Because the post office mailboxes were moved to the back of their store, he also served as Postmaster of Crete from 1894 to 1897. In 1896, William Rohe became President of the First State Bank of Steger, leaving the drug store to his brother. By 1917, William was elected Mayor of Crete and served until 1923.
During this time, William married a woman named Elisabeth in 1897, and together they had two daughters who were born at home: Helen and Ann. After Ann was born in 1901, they affixed a nameplate above their front door with the letters WEHA, displaying the first initials of each of their names.
William eventually passed away in 1938, and then Elisabeth in 1959 at the age of 96.
After Ann graduated from Purdue University in 1923, she taught in school. In 1927, she married Captain Ray Milton at West Point Military Academy, who then earned the rank of Colonel. Ann and their three children, Kent, Carl, and Elisabeth, moved back to her parents’ home while the Colonel was deployed overseas.
Following the death of her husband in 1961, Ann continued to live at 1304 Main, enjoying the company of young teachers who rented the quarters upstairs. She remained very active in various Crete organizations and even hosted the Well Baby Clinic in her home when the Town Hall was not available. In 1965, Ann was named Citizen of the Year by the Crete AMVETS organization.
In 1984, Ann entered into an installment contract with Mary Ann and Keith McLean that allowed her to live in her home until she passed away. Fortunately, Ann was away visiting her son in 1986 when a fire broke out in her basement on Christmas Eve, damaging interior walls and causing smoke to permeate the house. After several months of work, Ann returned to her home where she passed away in 1991.
The McLeans then became the full owners of this historic home, and later sold it to David Colmar. He subsequently rented it to Coldwell Banker Residential Brokerage. Adjacent to the main Crete office, the house provided more office space for additional realtors.
In 1997, the home became a family residence again when it was purchased by Tim and Susan Fuller. Jeffrey Baranski and his family owned the home from 2011 to 2015.

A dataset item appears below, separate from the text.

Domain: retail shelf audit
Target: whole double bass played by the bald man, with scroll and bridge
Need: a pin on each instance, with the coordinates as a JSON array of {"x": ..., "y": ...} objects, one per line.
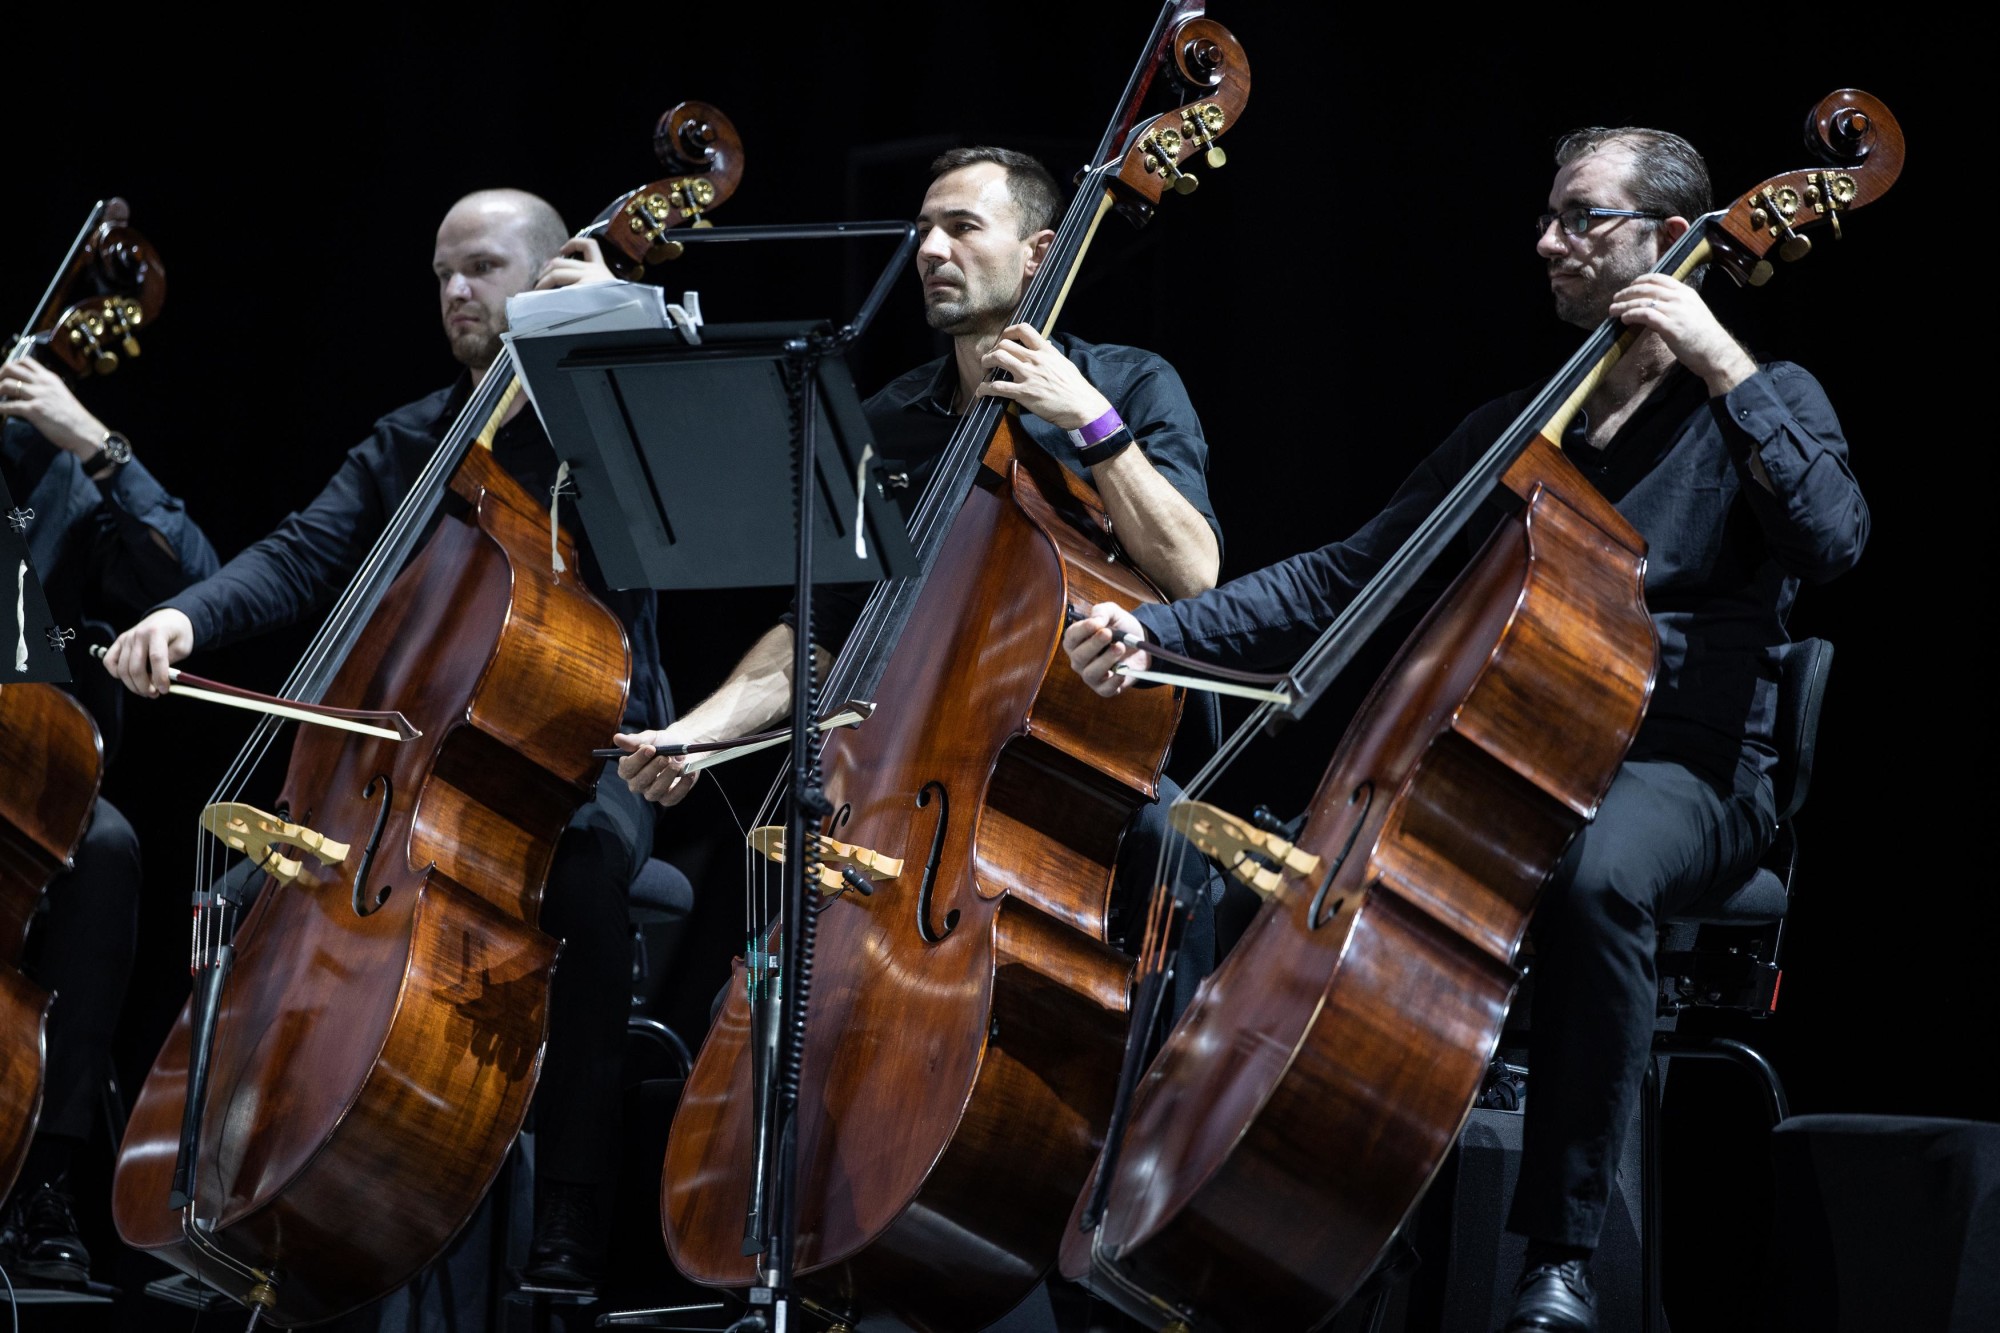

When Ken and Terry Mabs purchased the home in 2017, it had been through a mortgage foreclosure and was in very poor condition. On a very cold day in February 2018 with no heat in the home, the organizers of Crete Creative Art Gallery were scouting out potential places to host the gallery's activities. With Mabs, they were able to see the first-floor interior in the hopes that it could become the new Crete Creative Gallery. And Crete Creative is very thankful that the Mabs’ answer was an enthusiastic YES.
However, so much work had to be done on the interior and exterior of this remarkable home by Terry and Ken that it took till September 6, 2019 for the Gallery to officially open to the public. Our first exhibition had the theme "Equine: Beauty," and featured the artwork of 17 artists from both Illinois and Indiana.